AE : Comment percevez-vous les programmes des candidats en termes de biodiversité, d'aménagement et d'infrastructures de transport ?
MD : Sur le projet emblématique de Notre-Dame-des-Landes, Emmanuel Macron adopte une position attentiste et souhaite faire un état des lieux. Nous sommes par contre intéressés par sa proposition de remettre en état les infrastructures de transport existantes, en particulier le réseau ferroviaire, qu'il s'agisse du fret ou des voyageurs. La loi biodiversité est un tournant, sa volonté de la mettre en œuvre, tout comme la loi de transition énergétique, est bénéfique. Du côté de Marine Le Pen, nous n'avons pas vu grand chose sur ces questions. Elle se positionne en faveur d'une protection des paysages, à laquelle on ne peut s'opposer, mais les mesures de protection de la biodiversité relèvent plus de l'effet d'annonce. De même, ses propositions en faveur de la protection des animaux sont ponctuelles et ne participent pas à la réflexion plus profonde sur le bien-être animal dans les élevages.
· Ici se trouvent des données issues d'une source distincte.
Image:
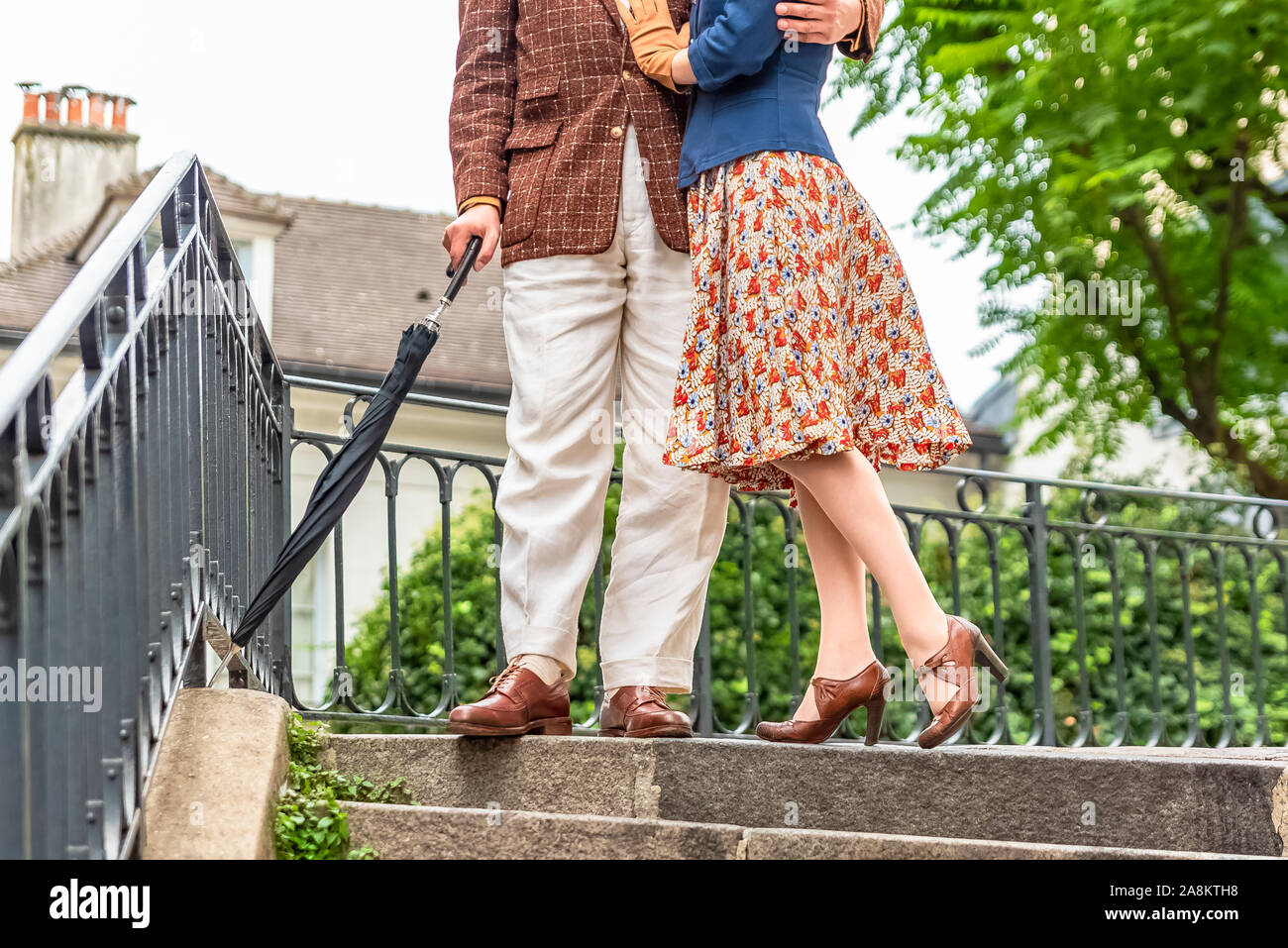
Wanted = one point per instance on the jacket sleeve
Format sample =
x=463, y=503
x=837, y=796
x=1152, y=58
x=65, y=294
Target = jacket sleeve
x=863, y=42
x=738, y=44
x=482, y=108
AE : Les investissements et les dispositifs fiscaux proposés sont-ils à la hauteur ?
MD : Emmanuel Macron annonce des financements significatifs pour la transition énergétique mais il faut voir les moyens réellement mis en œuvre, notamment dans le cadre du plan de rénovation des bâtiments publics. Le candidat se positionne en faveur du rattrapage du différentiel de fiscalité essence/diesel, alors que Marine Le Pen s'y oppose. Il propose également une prime de 1.000 euros pour l'acquisition d'un véhicule propre. C'est un premier pas vers les objectifs de l'Accord de Paris même si nous souhaiterions plus d'ambition pour le transport aérien et routier qui bénéficient d'aides fiscales non compatibles avec la transition énergétique. Pour Marine Le Pen, c'est un zéro pointé dans ce domaine.
AE : Quels sont les grands dossiers absents du programme des deux candidats ?
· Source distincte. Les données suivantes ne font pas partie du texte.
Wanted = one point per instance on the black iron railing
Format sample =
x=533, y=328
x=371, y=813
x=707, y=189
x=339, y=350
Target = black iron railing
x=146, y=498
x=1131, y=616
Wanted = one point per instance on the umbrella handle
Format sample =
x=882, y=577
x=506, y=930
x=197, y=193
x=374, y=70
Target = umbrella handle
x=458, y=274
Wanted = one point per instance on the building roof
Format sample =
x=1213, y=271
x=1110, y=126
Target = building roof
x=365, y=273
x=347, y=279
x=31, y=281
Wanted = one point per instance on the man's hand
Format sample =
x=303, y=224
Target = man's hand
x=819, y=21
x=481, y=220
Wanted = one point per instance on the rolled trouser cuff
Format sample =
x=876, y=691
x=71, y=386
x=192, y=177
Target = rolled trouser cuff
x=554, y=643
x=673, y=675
MD : C'est en premier lieu la révision du code minier. Emmanuel Macron s'est prononcé contre la délivrance de nouveaux permis d'exploration d'hydrocarbures mais seule la révision de ce code permettra d'éviter les recours d'entreprises. Il faut arrêter de creuser et envisager de réutiliser dans une logique d'économie circulaire.
Il faut ensuite réviser les règles de gouvernance en assurant la participation des associations de protection de l'environnement au Conseil national de l'industrie et à la Conférence sociale, de la même façon que les entreprises participent au Conseil national de la transition écologique.
Il faut enfin que le Gouvernement applique une feuille de route reprenant les objectifs de développement durable de l'ONU comme le fait la Norvège. Ces objectifs devront s'appliquer à tous les ministères et pas seulement à celui de l'Environnement.